Donetsk et Lougansk se sont déclarées « républiques souveraines » en avril 2014, mais « elles sont pilotées de l’extérieur par Moscou », affirme le rapport. La main de Moscou, incarnée par Vladislav Sourkov, conseiller du président Poutine, a ses correspondants et vassaux locaux dans les deux républiques séparatistes. Ils sont « souvent issus d’organisations ou de projets politiques directement liés au Kremlin » et proches de tendances néo-nazies ou nationalistes. C’est naturellement Moscou qui fait les rois, comme en témoignent plusieurs dirigeants séparatistes.
« Malheureusement, dit le rapport, le pilotage à distance de Moscou ne favorise pas le respect des lois dans les républiques séparatistes livrées au despotisme et à la corruption ». Scandales dans la distribution de l’aide humanitaire venue de Russie, « tribunaux populaires » spontanés qui condamnent des gens à mort… la catastrophe humanitaire est bien évidemment politique.
« Pourquoi Poutine a-t-il besoin de cette guerre ? Tel est le titre du premier chapitre du rapport. Et la réponse apportée sans ambiguïté, c’est « pour rehausser sa popularité ». Le scénario du « retour de la Crimée dans le giron russe » écrit et planifié à l’avance, n’était pas suffisant. Des « efforts durables visaient depuis longtemps à affaiblir l’économie et le système politique ukrainien dans son ensemble » Il ne faut pas oublier que le Maidan avait fait peur à Poutine, parce qu’il recelait des promesses d’instauration de la démocratie.
Un révélateur du "poutinisme"
Ce rapport, qui montre clairement le rôle de la guerre dans le système poutinien, est en même temps, pour Michel Eltchaninoff, un « révélateur du poutinisme ». On y lit à livre ouvert les caractères du régime.
« De 2000 à 2012, l’accord était le suivant : si les Russes ferment les yeux sur les méthodes autoritaires de l‘Etat, s’ils ne disent rien des détournements d’argent et de la corruption à grande échelle, le Kremlin promet une stabilisation sociale et une hausse régulière du niveau de vie.
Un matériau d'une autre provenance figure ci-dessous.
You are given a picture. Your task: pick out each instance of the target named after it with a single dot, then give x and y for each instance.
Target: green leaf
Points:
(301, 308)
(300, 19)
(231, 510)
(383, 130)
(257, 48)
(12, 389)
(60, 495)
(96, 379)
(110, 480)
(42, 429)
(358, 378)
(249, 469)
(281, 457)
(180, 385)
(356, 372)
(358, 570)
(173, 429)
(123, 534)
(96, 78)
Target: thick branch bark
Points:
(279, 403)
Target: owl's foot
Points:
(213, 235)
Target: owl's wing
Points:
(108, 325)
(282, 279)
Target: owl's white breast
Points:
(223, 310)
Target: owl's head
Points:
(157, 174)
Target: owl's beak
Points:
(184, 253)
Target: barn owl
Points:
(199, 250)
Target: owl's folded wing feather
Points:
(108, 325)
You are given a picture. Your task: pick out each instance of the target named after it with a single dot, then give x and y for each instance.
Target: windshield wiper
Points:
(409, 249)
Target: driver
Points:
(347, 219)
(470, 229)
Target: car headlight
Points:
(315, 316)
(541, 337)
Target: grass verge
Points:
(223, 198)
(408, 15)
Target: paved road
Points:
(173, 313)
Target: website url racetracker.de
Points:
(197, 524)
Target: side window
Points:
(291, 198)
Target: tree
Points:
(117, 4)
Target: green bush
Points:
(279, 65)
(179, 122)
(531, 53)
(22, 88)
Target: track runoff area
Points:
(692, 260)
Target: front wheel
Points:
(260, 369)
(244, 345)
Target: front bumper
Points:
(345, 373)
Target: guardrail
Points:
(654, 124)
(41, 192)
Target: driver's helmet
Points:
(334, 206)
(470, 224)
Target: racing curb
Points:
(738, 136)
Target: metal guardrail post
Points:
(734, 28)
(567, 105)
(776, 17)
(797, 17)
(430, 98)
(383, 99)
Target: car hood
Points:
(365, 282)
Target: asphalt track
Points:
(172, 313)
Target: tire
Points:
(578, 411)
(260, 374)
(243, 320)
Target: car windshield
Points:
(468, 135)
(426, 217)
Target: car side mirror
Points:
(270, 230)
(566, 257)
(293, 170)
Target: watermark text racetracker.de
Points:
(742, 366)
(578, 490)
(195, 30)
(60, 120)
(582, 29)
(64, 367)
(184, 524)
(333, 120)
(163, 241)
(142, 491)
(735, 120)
Elaboré sur le modèle d’une économie de rente, ce schéma n’a pas résisté à la baisse du prix des matières premières ».
Après il a fallu trouver autre chose. Charm-el-Cheikh, où a eu lieu l’attentat contre un avion de touristes russes, marque l’entrée dans une autre période : la défense de la Russie contre un Occident structurellement hostile. « L’homme russe dépassera l’égoïsme bourgeois importé d’Europe. » « L’homme du monde russe pense d’abord qu’il existe… un principe moral supérieur ». La « russité », appuyée par l’Eglise orthodoxe inféodée au régime, est mise en avant, tandis qu’un complexe obsidional s’est emparé à nouveau du Kremlin. Poutine dénonce chez ses opposants une 5ème colonne la rongeant de l’intérieur, alors qu’avec ses « frères » d’Eurasie la Russie éternelle part en guerre contre l’Occident décadent et ses « marchés » sataniques. Pour Poutine, pas de doute, Boris Nemtsov faisait évidemment partie de cette 5ème colonne.